Will ha un po' il classico carattere traumatizzato che si mostra costantemente forte per impedire a tutti i costi agli altri di fargli del male, impaurito dall'abbandono tronca i rapporti prima che possa affezionarsi ed essere allontanato di nuovo, lo si vede anche nel burrascoso rapporto con Skylar, ragazza molto benestante a livello economico che si innamora di Will, con quest'ultimo che continua a negarle una relazione seria, anche per via di un certo pregiudizio nei confronti di una persona così ricca e anche conseguenza del conflitto di svalutazione, che gli fa pensare che la ragazza possa lasciarlo in futuro per qualcuno con una posizione migliore, l'atteggiamento di Will è evidente, rinuncia ancor prima di conoscere, perché ha vissuto costantemente in una confort zone circondata da altissimi muri e ha il terrore di abbatterli, lo stesso vale per il lavoro, nel quale risulta costantemente critico, trovando lati negativi in ogni proposta, emblematiche sono le scene dei colloqui dove Will si porta avanti pensando alle catastrofiche conseguenze che possano avere le sue azioni sul posto di lavoro.
Altro aspetto interessante è il dualismo tra il professore di matematica e Sean, il primo vuole indirizzare Will, abbastanza ciecamente, verso le prestigiose posizioni per non sprecare il suo potenziale, perché sarebbe davvero un peccato a suo parere, mettendo una certa pressione sia sul ragazzo che su Sean, il secondo, particolarmente empatico, comprende che la priorità è far guarire il ragazzo dai traumi subiti, dargli il coraggio di vivere una nuova vita, indipendentemente dalle scelte lavorative, il coraggio di tuffarsi ed andare oltre i miliardi di concetti scritti nei libri.

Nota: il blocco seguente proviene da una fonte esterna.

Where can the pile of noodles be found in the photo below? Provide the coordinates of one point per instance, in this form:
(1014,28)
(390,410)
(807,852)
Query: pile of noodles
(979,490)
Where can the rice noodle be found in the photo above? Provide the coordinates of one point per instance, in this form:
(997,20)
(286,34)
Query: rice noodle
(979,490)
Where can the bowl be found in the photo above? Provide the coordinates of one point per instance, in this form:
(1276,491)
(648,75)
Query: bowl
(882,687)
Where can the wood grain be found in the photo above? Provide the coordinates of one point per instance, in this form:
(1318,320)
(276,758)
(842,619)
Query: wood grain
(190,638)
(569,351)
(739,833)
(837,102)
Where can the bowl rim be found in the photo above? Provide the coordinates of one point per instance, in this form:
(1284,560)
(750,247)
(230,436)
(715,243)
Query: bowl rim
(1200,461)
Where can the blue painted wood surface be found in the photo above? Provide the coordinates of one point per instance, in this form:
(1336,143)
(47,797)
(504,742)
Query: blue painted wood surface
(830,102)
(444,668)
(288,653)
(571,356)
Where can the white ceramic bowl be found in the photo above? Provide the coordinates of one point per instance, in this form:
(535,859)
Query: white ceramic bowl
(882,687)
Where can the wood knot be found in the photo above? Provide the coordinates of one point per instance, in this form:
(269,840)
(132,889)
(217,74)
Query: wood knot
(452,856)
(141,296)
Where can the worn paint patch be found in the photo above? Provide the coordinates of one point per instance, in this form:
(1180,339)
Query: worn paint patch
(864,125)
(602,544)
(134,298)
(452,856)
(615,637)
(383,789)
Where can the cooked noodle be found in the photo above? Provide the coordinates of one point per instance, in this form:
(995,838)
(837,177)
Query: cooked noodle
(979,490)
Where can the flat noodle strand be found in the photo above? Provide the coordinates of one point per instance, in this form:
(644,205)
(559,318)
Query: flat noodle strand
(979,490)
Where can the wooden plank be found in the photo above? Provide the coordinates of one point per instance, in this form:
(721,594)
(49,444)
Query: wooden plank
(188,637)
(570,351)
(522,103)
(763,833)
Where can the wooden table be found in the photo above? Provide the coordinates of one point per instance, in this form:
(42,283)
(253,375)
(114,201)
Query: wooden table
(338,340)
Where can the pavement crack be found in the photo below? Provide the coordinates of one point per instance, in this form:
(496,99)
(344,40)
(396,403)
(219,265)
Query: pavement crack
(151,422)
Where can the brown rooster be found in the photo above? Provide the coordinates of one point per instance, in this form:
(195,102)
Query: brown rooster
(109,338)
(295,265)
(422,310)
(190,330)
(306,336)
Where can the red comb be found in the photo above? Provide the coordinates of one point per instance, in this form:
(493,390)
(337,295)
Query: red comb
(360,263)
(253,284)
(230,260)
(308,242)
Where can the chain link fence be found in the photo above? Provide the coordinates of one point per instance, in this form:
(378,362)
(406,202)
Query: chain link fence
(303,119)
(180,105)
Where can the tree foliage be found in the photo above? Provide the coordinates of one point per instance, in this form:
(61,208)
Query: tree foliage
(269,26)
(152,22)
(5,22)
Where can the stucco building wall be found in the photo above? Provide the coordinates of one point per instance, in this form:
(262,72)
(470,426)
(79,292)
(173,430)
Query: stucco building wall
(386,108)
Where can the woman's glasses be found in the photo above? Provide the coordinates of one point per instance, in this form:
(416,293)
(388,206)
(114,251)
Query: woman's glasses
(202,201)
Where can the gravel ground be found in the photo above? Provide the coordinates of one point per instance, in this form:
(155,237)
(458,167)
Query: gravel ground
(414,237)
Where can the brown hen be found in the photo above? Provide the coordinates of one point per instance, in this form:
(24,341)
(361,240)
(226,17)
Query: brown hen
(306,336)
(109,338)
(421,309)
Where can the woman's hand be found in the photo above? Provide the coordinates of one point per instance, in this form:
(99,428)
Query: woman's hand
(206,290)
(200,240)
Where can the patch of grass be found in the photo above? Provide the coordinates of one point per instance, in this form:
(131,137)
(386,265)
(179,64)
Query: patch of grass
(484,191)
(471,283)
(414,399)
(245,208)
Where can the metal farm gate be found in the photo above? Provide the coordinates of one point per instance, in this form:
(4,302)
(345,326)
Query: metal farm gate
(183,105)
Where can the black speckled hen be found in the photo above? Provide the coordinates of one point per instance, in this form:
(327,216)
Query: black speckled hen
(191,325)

E Sean stesso, un Robin Williams che recita divinamente, uomo che ha perso l'amata moglie da poco e che dopo aver vissuto a pieno si è un po' rifugiato in se stesso, il suo apporto aggiunge quello che a Will mancava, l'esperienza, che non si misura in libri letti, ma in vissuto, un elemento fondamentale per la rinascita del protagonista, e fautore delle due scene più importanti del film, lo splendido monologo al parco, dopo il primo duro confronto, nel quale esalta poeticamente il vissuto di un uomo, quanto la vita non si vive sulla carta, ma uscendo dalla confort zone, buttandosi, immergendosi con tutte le sensazioni, la cultura ed il genio che diventano nulla senza il vissuto, e poi ovviamente quel bel momento del rapporto finale, in cui Will finalmente scoppia in lacrime e mostra per la prima volta la sua debolezza, elemento del quale fino a poco prima si vergognava, ecco qui ho avuto qualche brividino, è una scena emotivamente intensissima.
Nel complesso, è un buon film, capace di approfondire i caratteri fino in fondo senza scadere nel macchiettismo o nel pressapochismo, non mi fa strappare i capelli lo stile, colmo di verbosità, quasi sempre giustificata a dirla tutta, ma qui subentrano le preferenze personali, con Van Sant che dirige uno dei suoi film più standardizzati, passatemi il termine, con una regia che imposta il pilota automatico e non lo molla più, ma resta un ottimo lavoro, specialmente sotto il punto di vista narrativo.